There are several methods for treating colon polyps, but the most common procedure involves physically removing the colon polyp using a wire loop. This happens during a procedure called a colonoscopy.

The colonoscopy involves passing a flexible tube called a colonoscope through your bottom and up into your colon. The colonoscope has a wire attached to it with an electric current through it. This wire is used to either burn off (cauterize) or cut off (snare) the polyp. Both of these methods are painless.

In rare cases, colon polyps may need to be treated by surgically removing part of the colon (a colectomy). This is usually only done when the colon polyp has some cell changes, if it is particularly large, or if there are a lot of colon polyps. This is surgery to remove part of the colon that has the polyps.

After the polyp or polyps have been removed, they are sent to specialists in a laboratory, who will inform your consultant if:

  • the polyp has been completely removed
  • there is any risk of it regrowing
  • there is any cancerous change in the polyp

If there is a cancerous change in the colon polyp, you may need further treatment (depending on the degree and extent of change). Your specialist will be able to advise you on this.

Follow-up care

If you have had an adenomatous polyp or a serrated polyp, you are at increased risk of colon cancer. The level of risk depends on the size, number and characteristics of the adenomatous polyps that were removed.

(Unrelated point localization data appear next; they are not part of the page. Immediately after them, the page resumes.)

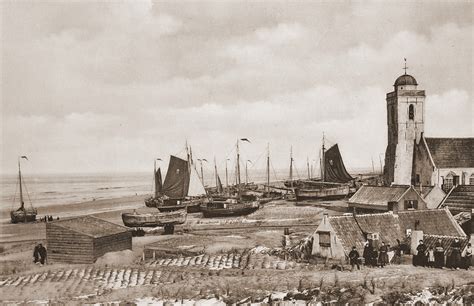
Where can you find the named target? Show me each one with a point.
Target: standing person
(375, 255)
(467, 256)
(36, 254)
(367, 254)
(354, 258)
(439, 254)
(43, 253)
(383, 256)
(431, 259)
(420, 257)
(455, 254)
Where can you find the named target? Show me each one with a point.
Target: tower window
(411, 112)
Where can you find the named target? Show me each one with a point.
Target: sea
(52, 189)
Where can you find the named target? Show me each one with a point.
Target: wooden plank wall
(112, 243)
(67, 246)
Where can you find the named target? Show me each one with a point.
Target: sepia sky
(107, 86)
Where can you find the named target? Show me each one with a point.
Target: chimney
(325, 218)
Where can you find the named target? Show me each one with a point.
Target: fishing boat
(228, 208)
(23, 214)
(136, 219)
(182, 188)
(335, 181)
(235, 205)
(158, 184)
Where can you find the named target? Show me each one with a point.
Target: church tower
(405, 121)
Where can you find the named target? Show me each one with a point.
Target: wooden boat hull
(333, 193)
(153, 219)
(193, 206)
(229, 209)
(23, 215)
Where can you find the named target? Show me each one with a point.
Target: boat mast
(238, 166)
(307, 164)
(268, 167)
(22, 204)
(215, 173)
(323, 166)
(291, 165)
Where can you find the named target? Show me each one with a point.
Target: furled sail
(158, 183)
(220, 189)
(176, 183)
(334, 169)
(196, 187)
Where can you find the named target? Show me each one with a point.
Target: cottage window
(411, 112)
(411, 204)
(448, 183)
(324, 239)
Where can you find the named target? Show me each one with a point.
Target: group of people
(48, 218)
(435, 256)
(373, 256)
(39, 254)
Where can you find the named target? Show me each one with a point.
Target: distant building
(460, 199)
(336, 235)
(84, 239)
(381, 199)
(413, 159)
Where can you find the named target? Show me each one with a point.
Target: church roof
(451, 152)
(405, 79)
(378, 195)
(460, 199)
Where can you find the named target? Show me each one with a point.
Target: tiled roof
(452, 152)
(446, 242)
(351, 229)
(461, 199)
(91, 226)
(377, 195)
(431, 222)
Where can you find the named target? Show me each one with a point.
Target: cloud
(114, 83)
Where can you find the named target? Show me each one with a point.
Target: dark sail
(158, 183)
(219, 185)
(176, 183)
(334, 169)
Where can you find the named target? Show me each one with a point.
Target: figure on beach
(454, 260)
(420, 258)
(439, 254)
(354, 258)
(39, 254)
(383, 256)
(367, 254)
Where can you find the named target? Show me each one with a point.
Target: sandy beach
(108, 209)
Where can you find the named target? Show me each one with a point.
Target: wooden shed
(84, 239)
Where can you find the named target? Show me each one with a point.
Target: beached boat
(228, 208)
(153, 219)
(23, 214)
(335, 181)
(182, 188)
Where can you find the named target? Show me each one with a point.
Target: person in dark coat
(455, 261)
(467, 259)
(420, 258)
(354, 258)
(36, 253)
(439, 254)
(383, 256)
(375, 255)
(43, 253)
(367, 254)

You’ll need follow-up screenings for polyps. Your doctor is likely to recommend a colonoscopy:

  • In five to 10 years if you had only one or two small adenomas
  • In three years if you had more than two adenomas, adenomas measuring 0.4 inches (about 1 centimeter) or larger, or certain adenomas
  • Within three years if you had more than 10 adenomas
  • Within six months if you had a very large adenoma or an adenoma that had to be removed in pieces

It’s important to fully prepare your colon before a colonoscopy. If stool remains in the colon and obstructs your doctor’s view of the colon wall, you will likely need a follow-up colonoscopy sooner than the guidelines specify.